Issue 3:2 | Fiction | Dale Neal

Yonaguska

 Dale Neal



               “Yonaguska, they’re coming.”

 I shake off my slumber in the shade whenever I hear George Teesataskie growl my name. The man always gives me a growl when he spies his white customers coming to the curve where my pen is set. They are slowing, seeing the signs that Teesataskie has planted as bait along the black path, debating whether it really is the LAST CHANCE to see the SILVER BEAR of the SMOKIES. Teesataskie says the whites drive their metal houses in vast herds to these mountains in summer to see full-blood Indians like himself and wild bears like me.
              

I rouse myself from the bed of pine boughs, shaking the fine needles from my fur in anticipation of these gawky creatures.

The metal house walks off the black path, and a pair of little white ones bound out of the opening in its ribs. Chattering like silly squirrels, they sport feathers and red smears over their flat faces. I am glad that Teesataskie placed bars on the pen to keep these unpredictable creatures at a safe distance. Still, the little ones try to prod my sides with tiny spears that tickle. I have learned to enjoy this and the other antics. I rise and clap my paws in delight when the taller ones make lightning flashes from the small boxes they hold to their eyes.
              

No longer do I hold my nose against the stench of their hairless bodies, covered with the hides they shed at will. I can woof and shake my fur, noting how intelligently they mimic me. The little ones even try to growl in my tongue, but are soon chattering again in their birdlike voices.
 

They give Teesataskie a handful of the green leaves and polished round stones they value so highly. My sides hurt from all my woofing. Even Teesataskie can hardly contain himself as the metal house walks away on its round legs.

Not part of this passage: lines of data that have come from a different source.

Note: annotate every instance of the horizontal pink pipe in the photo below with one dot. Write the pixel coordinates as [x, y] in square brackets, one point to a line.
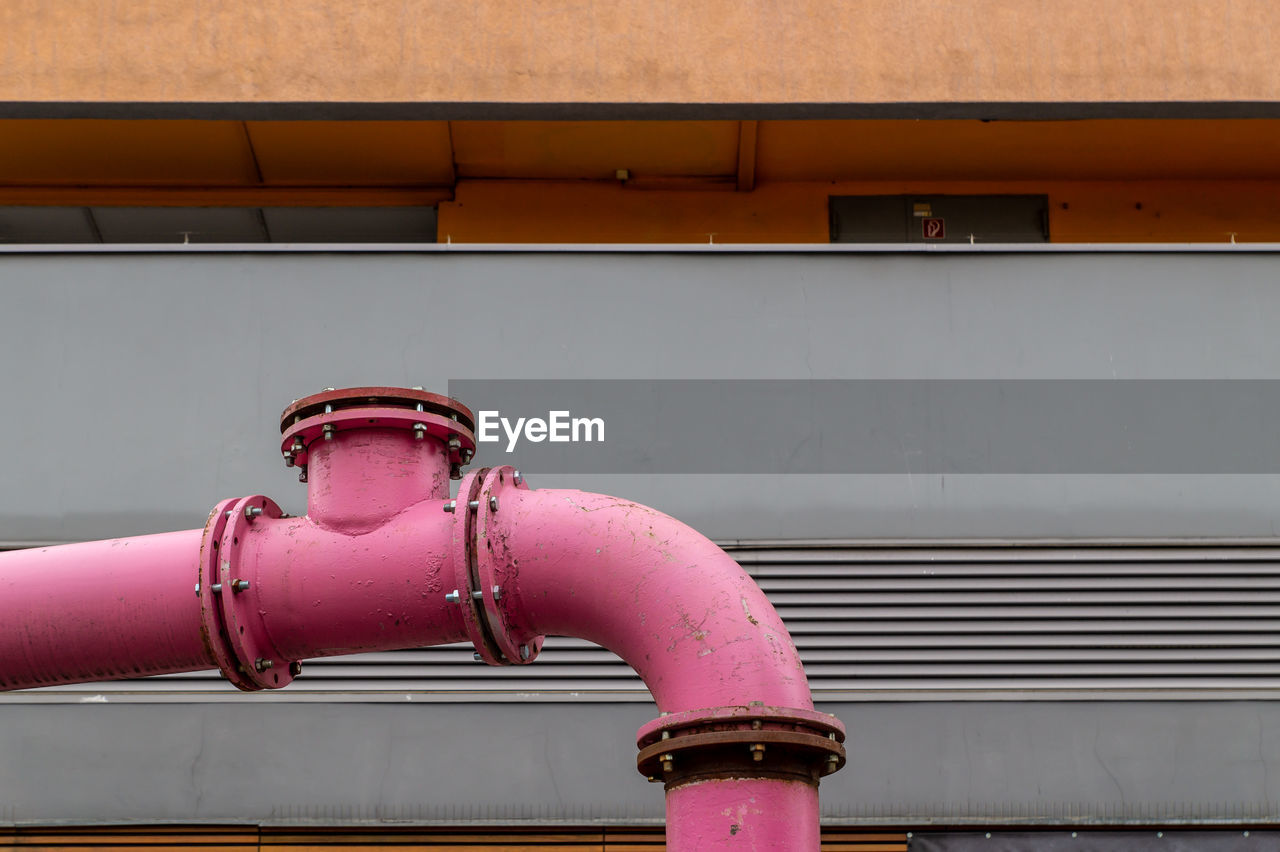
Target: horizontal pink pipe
[758, 814]
[101, 610]
[652, 590]
[324, 592]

               “See what I mean, Yonaguska,” he growls. “Aren’t the whites the funniest creatures you’ve ever seen?”
              

               “Does a man shit in his house?” I roar out the joke we share between us and roll on my back across the pine boughs in my pen.

***


I dream of the high places, of a tree tall as a mountain, streaming honey like a waterfall, when a jangle of bells interrupts my nap. I open one eye, cock one ear.

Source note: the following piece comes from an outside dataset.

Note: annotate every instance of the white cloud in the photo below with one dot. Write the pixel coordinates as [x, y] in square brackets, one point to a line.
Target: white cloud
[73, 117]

               ”Old Cigarstore,” Teesataskie mutters in his own tongue.
 

The one called Bob Bushyhead walks up the path in the chief’s costume he parades in down at his canvas teepee. His brown paunch rolls out of his beaded vest and hangs over his leather loincloth. Fringed leggings cover his bowed limbs. Turkey feathers dyed to look like eagle droop from the back of his head. He waddles along like a drowned bird.
              

               “Afternoon, George. Thought I take a look at this Silver Bear of yours.”
Teesataskie nods, but crosses his arms warily.

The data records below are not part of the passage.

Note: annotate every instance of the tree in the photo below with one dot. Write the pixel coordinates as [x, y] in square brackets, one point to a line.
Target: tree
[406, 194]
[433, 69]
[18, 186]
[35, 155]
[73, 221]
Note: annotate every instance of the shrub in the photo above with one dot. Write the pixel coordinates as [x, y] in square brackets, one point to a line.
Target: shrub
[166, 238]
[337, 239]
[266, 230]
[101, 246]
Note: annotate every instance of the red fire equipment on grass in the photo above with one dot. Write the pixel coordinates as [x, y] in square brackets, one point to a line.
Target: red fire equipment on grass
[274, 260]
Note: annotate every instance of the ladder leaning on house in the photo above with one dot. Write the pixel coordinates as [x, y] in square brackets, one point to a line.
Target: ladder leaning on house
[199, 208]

               “Where’d you trap him? Not giving away your secrets, eh George?”
 

Bushyhead rattles my pen, pressing his swarthy faces between the bars. “Why he must be what six, seven foot snout to ass. A real brute when he rears up. Come on you sumbitch, stand up!”

 
He circles, the bells jangling on his skinny ankles, feathers flapping down his back. “Too tough to eat, but he’d make a good rug for sale down at the trading post. What you say, George? I’ll help you skin em out and split it with you.”

I close my eyes, but keep my ears perked. Much of their language still escapes me after all my time with Teesataskie, but I can smell lies and see what their words don’t say.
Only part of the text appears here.